The Colorado Symphony Orchestra (CSO) recently teamed up with the marijuana industry to offer a series of concerts in which concert goers were invited to bring and smoke marijuana during the concert. Was this illegal?

Initially, the CSO was going to offer a series of performances in which marijuana could be smoked and consumed. Most of these events were to be held at a private venue. However, the final performance in the series was to be held at Red Rocks Amphitheater, which is owned by the City and County of Denver and in which marijuana is not permitted. The CSO informed potential concert goers that marijuana was not permitted at Red Rocks. Stacie Loucks, director of Denver’s Department of Excise and Licenses, wrote a letter to the CSO stating that the planned concert series could be in violation of city and state law, and that failure to follow the law may result in civil and criminal penalties.7 The CSO brought its concert series into legal compliance by changing the performances to private, invitation-only events. The CSO is also considering these performances fundraisers and is stressing that the consumption at Red Rocks is prohibited.
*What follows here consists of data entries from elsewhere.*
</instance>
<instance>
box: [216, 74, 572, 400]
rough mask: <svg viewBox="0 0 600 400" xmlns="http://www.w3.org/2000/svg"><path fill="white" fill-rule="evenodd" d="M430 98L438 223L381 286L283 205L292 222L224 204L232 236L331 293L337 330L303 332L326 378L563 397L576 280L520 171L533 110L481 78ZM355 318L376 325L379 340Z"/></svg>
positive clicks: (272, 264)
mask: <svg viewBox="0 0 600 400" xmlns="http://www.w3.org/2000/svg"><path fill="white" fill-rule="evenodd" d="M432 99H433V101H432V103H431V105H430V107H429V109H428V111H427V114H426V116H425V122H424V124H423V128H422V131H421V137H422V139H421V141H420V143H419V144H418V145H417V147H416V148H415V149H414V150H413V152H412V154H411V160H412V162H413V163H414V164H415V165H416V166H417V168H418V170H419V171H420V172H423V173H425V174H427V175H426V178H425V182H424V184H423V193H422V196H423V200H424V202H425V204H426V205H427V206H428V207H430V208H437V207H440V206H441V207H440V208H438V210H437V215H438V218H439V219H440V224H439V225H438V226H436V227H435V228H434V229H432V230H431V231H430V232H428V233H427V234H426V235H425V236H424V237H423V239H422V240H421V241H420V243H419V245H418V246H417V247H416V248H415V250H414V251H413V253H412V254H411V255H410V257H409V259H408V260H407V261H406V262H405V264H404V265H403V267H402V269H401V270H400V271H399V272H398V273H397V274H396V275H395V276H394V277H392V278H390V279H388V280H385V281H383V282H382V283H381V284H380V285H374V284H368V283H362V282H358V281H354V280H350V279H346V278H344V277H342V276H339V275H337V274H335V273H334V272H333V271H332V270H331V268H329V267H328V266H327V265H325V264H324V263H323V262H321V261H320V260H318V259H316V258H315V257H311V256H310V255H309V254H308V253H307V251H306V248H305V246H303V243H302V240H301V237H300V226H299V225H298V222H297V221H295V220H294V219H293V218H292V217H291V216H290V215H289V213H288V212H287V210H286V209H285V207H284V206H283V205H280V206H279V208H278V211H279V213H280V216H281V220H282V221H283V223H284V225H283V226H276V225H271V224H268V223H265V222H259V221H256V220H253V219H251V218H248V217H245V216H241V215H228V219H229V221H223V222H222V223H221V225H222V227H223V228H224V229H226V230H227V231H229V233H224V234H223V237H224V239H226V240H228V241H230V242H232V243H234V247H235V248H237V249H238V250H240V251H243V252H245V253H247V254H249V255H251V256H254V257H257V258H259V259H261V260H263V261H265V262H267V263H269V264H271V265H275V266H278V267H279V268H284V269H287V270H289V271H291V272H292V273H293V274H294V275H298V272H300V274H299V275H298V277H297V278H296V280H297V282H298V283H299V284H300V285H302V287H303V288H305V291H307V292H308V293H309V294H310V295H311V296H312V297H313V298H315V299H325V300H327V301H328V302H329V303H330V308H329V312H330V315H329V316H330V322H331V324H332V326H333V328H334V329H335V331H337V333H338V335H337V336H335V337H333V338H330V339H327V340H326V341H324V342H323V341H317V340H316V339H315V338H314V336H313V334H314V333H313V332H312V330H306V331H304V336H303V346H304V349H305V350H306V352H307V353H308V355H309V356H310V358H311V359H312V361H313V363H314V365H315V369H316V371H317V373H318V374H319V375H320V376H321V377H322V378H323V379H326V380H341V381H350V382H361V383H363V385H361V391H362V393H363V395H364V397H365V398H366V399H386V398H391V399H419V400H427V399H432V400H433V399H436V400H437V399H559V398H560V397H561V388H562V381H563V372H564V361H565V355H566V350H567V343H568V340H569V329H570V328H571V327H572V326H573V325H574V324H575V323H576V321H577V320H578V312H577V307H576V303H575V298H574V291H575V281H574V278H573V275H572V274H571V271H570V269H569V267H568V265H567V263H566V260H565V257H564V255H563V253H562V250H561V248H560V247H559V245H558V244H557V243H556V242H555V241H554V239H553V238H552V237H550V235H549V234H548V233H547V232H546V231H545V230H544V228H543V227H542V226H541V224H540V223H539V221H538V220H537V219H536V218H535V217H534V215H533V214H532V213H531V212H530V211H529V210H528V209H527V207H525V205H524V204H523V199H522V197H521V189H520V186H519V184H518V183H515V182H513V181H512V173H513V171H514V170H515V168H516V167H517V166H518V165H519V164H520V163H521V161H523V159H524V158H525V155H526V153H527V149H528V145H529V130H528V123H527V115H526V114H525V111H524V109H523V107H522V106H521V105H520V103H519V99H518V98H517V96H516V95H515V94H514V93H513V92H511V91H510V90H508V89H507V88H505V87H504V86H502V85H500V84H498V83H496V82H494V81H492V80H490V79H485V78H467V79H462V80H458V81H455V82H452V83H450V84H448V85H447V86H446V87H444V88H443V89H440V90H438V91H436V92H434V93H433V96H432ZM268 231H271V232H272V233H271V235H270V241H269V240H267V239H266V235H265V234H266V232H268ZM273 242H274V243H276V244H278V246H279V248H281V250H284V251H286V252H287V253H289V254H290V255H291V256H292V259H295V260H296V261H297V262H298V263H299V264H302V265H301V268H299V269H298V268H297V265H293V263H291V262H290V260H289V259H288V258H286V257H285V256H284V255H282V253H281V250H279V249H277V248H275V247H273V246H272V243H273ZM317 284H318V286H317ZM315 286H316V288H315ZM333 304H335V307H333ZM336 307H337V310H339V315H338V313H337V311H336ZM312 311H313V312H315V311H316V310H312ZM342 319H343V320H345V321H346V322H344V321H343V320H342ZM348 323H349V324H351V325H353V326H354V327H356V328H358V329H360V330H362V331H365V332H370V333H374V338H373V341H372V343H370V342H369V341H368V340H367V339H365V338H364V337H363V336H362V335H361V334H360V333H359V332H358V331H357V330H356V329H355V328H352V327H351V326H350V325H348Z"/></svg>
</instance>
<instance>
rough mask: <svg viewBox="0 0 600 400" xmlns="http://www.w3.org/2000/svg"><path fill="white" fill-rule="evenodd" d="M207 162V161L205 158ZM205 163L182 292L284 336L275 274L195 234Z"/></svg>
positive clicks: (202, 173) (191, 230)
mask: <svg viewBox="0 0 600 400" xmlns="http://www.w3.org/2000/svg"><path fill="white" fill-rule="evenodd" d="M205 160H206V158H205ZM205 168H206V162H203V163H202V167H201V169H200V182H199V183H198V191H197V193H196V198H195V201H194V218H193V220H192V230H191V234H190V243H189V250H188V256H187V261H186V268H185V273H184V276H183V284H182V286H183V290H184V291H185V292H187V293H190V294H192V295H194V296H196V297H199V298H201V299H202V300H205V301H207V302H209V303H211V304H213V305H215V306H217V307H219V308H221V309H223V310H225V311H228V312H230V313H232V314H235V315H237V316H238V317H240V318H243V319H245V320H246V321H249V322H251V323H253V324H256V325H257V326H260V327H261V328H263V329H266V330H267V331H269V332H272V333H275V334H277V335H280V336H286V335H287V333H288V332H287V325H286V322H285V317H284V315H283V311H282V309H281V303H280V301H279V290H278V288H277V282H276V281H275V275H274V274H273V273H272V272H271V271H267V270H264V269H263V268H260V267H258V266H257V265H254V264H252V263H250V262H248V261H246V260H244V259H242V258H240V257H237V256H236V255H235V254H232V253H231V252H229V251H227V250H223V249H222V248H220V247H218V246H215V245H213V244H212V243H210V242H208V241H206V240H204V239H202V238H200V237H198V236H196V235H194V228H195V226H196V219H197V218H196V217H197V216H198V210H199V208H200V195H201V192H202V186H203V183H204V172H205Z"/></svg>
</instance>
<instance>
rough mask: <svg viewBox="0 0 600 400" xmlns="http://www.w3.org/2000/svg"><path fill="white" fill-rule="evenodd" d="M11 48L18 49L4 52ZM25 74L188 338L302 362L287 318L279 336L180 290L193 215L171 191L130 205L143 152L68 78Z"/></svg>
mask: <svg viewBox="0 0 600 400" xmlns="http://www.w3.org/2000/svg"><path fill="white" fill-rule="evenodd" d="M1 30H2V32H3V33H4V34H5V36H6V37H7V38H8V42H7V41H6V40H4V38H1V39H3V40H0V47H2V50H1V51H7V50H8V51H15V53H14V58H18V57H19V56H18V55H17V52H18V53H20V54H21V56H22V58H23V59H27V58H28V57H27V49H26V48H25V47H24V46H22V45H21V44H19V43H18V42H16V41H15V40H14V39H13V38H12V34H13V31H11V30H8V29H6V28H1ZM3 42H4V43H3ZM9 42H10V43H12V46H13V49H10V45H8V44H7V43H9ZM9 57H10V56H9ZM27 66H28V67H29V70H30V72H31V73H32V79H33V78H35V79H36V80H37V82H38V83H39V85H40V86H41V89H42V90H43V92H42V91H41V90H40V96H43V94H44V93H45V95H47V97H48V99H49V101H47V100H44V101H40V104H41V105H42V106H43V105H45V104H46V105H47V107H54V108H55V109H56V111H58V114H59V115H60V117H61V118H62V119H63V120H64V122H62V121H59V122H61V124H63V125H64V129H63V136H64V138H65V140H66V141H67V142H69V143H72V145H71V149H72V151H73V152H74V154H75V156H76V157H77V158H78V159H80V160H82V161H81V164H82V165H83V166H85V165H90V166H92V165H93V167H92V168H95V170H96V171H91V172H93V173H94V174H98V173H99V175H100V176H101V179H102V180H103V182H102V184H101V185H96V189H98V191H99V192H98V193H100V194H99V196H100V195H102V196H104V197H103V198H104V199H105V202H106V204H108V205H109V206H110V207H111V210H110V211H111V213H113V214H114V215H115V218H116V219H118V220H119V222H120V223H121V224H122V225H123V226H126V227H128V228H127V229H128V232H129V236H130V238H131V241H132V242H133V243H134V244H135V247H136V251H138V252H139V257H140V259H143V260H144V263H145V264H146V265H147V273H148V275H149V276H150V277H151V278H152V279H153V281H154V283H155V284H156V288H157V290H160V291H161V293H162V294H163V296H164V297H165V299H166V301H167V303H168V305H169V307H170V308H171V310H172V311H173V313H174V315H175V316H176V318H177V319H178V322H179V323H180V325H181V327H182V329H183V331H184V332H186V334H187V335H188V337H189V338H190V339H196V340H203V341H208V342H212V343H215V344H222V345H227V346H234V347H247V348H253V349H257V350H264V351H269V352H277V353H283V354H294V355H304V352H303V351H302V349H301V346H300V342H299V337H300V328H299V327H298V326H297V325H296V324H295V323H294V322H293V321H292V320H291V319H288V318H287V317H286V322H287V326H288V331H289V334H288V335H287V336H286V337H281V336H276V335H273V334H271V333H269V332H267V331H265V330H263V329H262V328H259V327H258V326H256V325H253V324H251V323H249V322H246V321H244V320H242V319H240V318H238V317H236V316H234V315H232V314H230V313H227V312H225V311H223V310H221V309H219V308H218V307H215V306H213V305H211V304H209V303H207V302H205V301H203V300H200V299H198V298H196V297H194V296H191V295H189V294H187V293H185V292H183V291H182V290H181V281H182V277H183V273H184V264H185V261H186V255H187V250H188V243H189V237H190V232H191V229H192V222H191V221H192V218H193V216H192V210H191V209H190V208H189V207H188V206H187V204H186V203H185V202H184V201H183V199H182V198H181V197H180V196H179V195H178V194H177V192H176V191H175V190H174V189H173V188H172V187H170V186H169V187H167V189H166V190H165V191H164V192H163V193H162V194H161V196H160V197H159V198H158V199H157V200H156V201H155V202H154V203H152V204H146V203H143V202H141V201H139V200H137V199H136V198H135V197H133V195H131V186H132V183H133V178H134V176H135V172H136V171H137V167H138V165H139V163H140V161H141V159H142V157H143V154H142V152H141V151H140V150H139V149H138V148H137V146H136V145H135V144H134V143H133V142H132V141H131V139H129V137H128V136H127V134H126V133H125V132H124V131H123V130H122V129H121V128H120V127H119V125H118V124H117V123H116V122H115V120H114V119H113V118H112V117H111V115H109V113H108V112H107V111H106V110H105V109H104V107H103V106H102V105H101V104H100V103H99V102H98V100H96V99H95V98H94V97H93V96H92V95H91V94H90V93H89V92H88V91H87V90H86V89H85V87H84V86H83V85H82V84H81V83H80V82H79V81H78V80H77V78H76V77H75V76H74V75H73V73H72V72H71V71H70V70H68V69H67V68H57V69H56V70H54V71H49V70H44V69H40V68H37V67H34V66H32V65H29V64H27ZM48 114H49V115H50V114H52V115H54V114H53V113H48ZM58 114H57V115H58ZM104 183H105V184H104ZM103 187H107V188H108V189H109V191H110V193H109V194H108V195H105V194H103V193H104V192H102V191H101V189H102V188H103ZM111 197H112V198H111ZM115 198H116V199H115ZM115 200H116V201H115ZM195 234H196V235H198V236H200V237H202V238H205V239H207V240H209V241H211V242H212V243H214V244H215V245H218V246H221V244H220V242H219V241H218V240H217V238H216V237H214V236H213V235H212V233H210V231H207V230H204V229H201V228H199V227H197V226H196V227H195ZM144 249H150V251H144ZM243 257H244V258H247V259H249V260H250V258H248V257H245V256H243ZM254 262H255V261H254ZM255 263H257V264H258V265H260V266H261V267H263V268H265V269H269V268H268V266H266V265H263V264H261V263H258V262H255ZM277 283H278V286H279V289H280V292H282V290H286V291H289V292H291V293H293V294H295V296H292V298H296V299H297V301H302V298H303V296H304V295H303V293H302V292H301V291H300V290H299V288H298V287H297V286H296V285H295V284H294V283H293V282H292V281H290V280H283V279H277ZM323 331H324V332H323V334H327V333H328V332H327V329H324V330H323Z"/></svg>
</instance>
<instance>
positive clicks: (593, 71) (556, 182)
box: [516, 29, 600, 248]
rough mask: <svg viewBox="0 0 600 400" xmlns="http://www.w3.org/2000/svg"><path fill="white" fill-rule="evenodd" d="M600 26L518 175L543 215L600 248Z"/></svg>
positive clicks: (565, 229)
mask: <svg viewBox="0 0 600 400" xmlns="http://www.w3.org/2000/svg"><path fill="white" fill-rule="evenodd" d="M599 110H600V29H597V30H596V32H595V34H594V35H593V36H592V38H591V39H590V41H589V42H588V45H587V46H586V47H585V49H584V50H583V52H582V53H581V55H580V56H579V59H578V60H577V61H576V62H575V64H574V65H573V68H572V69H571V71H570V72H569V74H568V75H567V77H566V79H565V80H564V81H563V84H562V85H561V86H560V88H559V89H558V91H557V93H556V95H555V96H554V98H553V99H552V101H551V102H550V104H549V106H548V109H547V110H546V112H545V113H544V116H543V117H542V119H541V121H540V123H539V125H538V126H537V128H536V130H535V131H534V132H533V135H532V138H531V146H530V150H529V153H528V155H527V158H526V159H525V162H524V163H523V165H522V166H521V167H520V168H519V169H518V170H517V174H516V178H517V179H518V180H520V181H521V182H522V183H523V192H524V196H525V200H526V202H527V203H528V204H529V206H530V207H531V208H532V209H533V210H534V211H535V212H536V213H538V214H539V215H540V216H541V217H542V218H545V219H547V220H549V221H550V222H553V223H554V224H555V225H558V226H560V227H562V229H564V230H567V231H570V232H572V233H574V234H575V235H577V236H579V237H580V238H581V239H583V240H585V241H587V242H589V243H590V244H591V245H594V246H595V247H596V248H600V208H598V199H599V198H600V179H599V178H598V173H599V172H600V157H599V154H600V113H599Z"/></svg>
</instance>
Could the Colorado Rockies or the Denver Broncos permit consumption of marijuana at their games?

So, off we slide down the slippery slope. As noted, the CSO got around the public problem by making the event private (i.e., an invitation only event). Baseball or football tickets offered to the general public would not seem to get around this problem. Furthermore, both Coors Field and Sports Authority Stadium are government owned venues. It would seem they could not permit such activity.

Now that Colorado has legalized marijuana, is it still classified as an illegal drug by the federal government?

Yes, Colorado law does not change federal law. It is currently classified as a Schedule I drug by the federal government.

Can federal government agents arrest me for possessing and distributing it?

Yes, possession of marijuana can lead to arrest and punishment by fines and incarceration. However, it is unclear how vigorously the federal government will enforce possession laws in Colorado. The United States Justice Department, which is tasked with enforcing federal law, has indicated it won’t challenge state laws legalizing marijuana and will focus its efforts on trafficking cases and keeping the drug away from children.

Sharing and Selling

Can I share marijuana with other adults?

Yes, if the adult is 21 years of age or older; and if the amount shared is not more than one ounce; and if you do not receive “remuneration” for the marijuana given to the other person.

What is meant by “remuneration?”

Section 16 does not define the term. However, Black’s Law Dictionary, a standard reference work in the law, defines remuneration as payment or compensation.

So, I cannot sell my marijuana, even if it is less than one ounce?

Yes, that’s correct.

So, does this mean that I am breaking the law by exchanging something I own or a service I provide for marijuana from someone else?

If the amount involved is less than one ounce, it is open to discussion. But a court would undoubtedly examine a number of factors including your relationship with the other individual, the amount of marijuana exchanged, and the frequency of the exchange. The language is likely included to permit private individuals who are clearly not engaged in commercial activity to share marijuana without needing a permit or licensure from the State of Colorado, as other language of Section 16 requires.